È una dimensione spirituale e interiore, ma non per questo meno concreta, fisica, corporale, che coinvolge tutto noi stessi, anima e corpo. La risposta è solo l’amore, perché questo realizza la vita e la comunica. Perciò Dio ha scelto di condividere la nostra condizione umana proprio perché vuole che diventi piena. È la nostra fede: quell’uomo che si chiama Gesù, figlio di Maria, proprio Lui è il figlio di Dio che si è manifestato per aprire agli uomini del mondo la via del cielo.

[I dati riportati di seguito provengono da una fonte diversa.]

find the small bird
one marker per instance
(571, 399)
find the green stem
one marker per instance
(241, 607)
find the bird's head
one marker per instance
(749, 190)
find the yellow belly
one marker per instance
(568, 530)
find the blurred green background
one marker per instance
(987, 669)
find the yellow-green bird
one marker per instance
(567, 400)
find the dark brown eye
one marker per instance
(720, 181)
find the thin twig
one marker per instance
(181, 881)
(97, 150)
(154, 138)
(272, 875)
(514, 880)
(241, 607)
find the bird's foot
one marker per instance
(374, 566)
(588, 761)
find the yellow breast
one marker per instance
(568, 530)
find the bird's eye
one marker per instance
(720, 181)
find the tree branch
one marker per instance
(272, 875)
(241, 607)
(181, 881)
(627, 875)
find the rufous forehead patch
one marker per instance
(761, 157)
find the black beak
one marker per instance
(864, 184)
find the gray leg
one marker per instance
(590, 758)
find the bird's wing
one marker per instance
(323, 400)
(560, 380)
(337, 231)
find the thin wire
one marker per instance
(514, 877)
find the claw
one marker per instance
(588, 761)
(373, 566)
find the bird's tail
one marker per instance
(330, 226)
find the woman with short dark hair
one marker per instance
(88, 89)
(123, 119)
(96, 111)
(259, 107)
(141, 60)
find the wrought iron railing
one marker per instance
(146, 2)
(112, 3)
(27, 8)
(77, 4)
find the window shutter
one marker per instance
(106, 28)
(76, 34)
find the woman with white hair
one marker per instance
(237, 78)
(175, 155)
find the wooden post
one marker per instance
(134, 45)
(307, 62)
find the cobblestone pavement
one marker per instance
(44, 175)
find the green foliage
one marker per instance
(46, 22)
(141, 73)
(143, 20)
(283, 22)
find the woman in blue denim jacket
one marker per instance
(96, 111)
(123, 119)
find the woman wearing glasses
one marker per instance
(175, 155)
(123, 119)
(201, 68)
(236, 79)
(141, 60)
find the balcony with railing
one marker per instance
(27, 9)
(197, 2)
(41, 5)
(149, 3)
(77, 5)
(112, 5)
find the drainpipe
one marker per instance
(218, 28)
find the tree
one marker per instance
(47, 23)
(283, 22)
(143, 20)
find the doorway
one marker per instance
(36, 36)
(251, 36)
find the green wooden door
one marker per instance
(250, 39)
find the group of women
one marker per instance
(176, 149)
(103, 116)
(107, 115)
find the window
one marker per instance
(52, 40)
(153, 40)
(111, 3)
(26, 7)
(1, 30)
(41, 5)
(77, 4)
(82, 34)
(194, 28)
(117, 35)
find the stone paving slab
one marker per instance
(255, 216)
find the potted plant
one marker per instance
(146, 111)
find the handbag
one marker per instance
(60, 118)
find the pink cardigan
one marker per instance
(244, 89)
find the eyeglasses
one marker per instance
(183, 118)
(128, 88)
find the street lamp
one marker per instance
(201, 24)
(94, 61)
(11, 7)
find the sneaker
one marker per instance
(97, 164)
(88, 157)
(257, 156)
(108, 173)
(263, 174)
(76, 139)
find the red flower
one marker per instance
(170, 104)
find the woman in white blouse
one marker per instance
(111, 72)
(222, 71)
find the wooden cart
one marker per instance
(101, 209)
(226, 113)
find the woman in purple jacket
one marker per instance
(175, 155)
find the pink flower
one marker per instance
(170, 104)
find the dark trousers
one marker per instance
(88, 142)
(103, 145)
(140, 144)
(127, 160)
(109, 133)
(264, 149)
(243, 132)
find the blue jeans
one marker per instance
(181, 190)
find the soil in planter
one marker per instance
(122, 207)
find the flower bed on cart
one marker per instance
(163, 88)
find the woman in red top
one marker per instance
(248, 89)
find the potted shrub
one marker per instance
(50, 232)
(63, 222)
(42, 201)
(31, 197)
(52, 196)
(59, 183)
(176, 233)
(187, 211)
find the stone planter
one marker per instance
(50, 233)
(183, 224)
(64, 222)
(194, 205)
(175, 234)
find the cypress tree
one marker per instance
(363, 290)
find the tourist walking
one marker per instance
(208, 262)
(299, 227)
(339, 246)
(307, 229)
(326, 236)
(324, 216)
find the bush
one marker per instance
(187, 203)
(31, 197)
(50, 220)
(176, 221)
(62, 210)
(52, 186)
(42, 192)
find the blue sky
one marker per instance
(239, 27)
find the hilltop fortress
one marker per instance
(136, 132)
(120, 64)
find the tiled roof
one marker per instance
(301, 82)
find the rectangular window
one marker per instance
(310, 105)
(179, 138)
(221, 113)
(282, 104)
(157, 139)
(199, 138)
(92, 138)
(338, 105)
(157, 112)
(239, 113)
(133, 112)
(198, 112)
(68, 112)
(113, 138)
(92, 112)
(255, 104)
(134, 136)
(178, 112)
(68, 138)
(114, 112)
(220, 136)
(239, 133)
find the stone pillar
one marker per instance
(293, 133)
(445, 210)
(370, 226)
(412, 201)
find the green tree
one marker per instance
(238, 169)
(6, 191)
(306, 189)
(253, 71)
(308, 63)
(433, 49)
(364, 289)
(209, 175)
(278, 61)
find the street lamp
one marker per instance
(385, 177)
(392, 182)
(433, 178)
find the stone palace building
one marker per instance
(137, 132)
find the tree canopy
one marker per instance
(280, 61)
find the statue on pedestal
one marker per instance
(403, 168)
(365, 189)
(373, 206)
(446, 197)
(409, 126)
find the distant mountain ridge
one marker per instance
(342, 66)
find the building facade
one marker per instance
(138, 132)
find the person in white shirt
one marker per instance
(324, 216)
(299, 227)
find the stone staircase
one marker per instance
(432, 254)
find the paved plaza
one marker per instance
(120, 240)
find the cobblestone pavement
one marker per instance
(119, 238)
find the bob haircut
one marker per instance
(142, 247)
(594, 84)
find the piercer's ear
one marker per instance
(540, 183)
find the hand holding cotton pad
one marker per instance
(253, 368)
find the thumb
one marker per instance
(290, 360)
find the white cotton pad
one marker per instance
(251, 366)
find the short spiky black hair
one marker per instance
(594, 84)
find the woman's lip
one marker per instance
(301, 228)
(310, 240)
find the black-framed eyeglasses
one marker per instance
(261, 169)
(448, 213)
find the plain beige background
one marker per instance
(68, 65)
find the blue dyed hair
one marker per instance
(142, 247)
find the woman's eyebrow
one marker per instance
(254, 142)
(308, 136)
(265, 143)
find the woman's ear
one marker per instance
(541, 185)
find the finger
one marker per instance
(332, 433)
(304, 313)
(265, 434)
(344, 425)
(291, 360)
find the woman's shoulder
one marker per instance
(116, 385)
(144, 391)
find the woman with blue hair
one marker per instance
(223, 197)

Dio conosce e ama la nostra debolezza, ci insegna a condividere il pane perché solo così ce ne sarà per tutti sulla terra, ma allo stesso tempo ci ricorda che non di solo pane vive l’uomo. Il pane materiale non sfama l’anima. Maria, che Dio lo ha generato uomo alla vita del mondo, è la prima a nascere alla vita del cielo, uscendo – dolorosamente come è sempre la morte – dal grembo di questo mondo, per entrare nella pienezza della vita, portata in cielo con il suo corpo.

È la prima con il suo corpo. Gesù lo aveva detto che andava a preparare un posto nella casa del Padre per poi tornare e prenderci con Lui, perché la via della vita non finisca nel nulla o non si chiuda su se stessa, come un cerchio che si completa ma anche finisce in sé.

Dante per spiegare questo scrive che la nostra vita si «inciela», che la nostra mente si «imparadisa», cioè diviene capace di vedere le cose celesti, di cercare il cielo e raggiungerlo. Siamo fatti così tanto per il cielo che stiamo bene sulla terra quando viviamo come il Signore ci indica: amando come Lui ci chiede e lasciandoci amare da Lui. Per questo i piccoli, gli umili come Maria, e non i dotti e gli intelligenti, comprendono il segreto del regno! Maria resta umile perché al centro della sua vita c’è Gesù, ama solo Lui, tutta la sua vita è per Lui.

È leggera, perché non è piena di sé, dei confronti, dei giudizi, della considerazione che rende tutto pesante e complicato. Maria ci aiuta a “incielarci” perché la vita sulla terra sia piena e perché vediamo fin da adesso la speranza che non finisca nel buio del sepolcro.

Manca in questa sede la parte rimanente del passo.